Deepfake video detection using a PSO-optimized Efficientnet-B4 and LSTM hybrid framework
DOI:
https://doi.org/10.18488/76.v13i1.4818Abstract
Recent advances in deepfake generation technologies have made it possible to generate synthetic videos of unprecedented quality with relatively limited effort, raising serious concerns for digital security, media authenticity, and misinformation. This paper presents a hybrid architecture that combines EfficientNet-B4 to extract high-quality spatial features and Long Short-Term Memory (LSTM) networks for modeling the temporal sequence. Moreover, Particle Swarm Optimization (PSO) is utilized within the training framework to automatically adjust important hyperparameters such as learning rate and LSTM hidden layer units, leading to convergence stability and improved detection performance.
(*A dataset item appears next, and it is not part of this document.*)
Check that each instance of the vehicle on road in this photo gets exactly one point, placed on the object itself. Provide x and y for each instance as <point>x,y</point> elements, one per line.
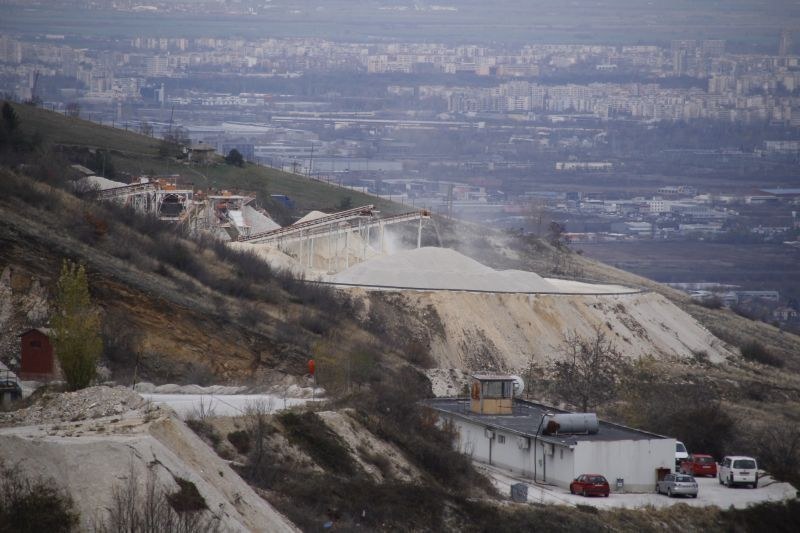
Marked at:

The model is trained and tested on the FaceForensics++ (FF++) dataset, which contains 6,450 videos with both real and fake data. Experimental results show that the baseline EfficientNet-B4+LSTM model achieves an accuracy of 86.51%, with precision and recall at 85.28% and 73.87%, respectively. After hyperparameter optimization with PSO, performance improves significantly to 90.91% accuracy, 86.98% precision, and 81.23% recall. A comparative study with re-implemented baseline models, RNN+LSTM and ResNet-50+LSTM, further verifies the superiority of the proposed hybrid method. The results demonstrate the effectiveness of integrating optimized spatial-temporal learning for deepfake detection. Practically, the proposed framework is envisioned to provide a reliable solution for digital forensics, cybersecurity, and media authentication systems, with strong potential for deployment in real-world content verification applications.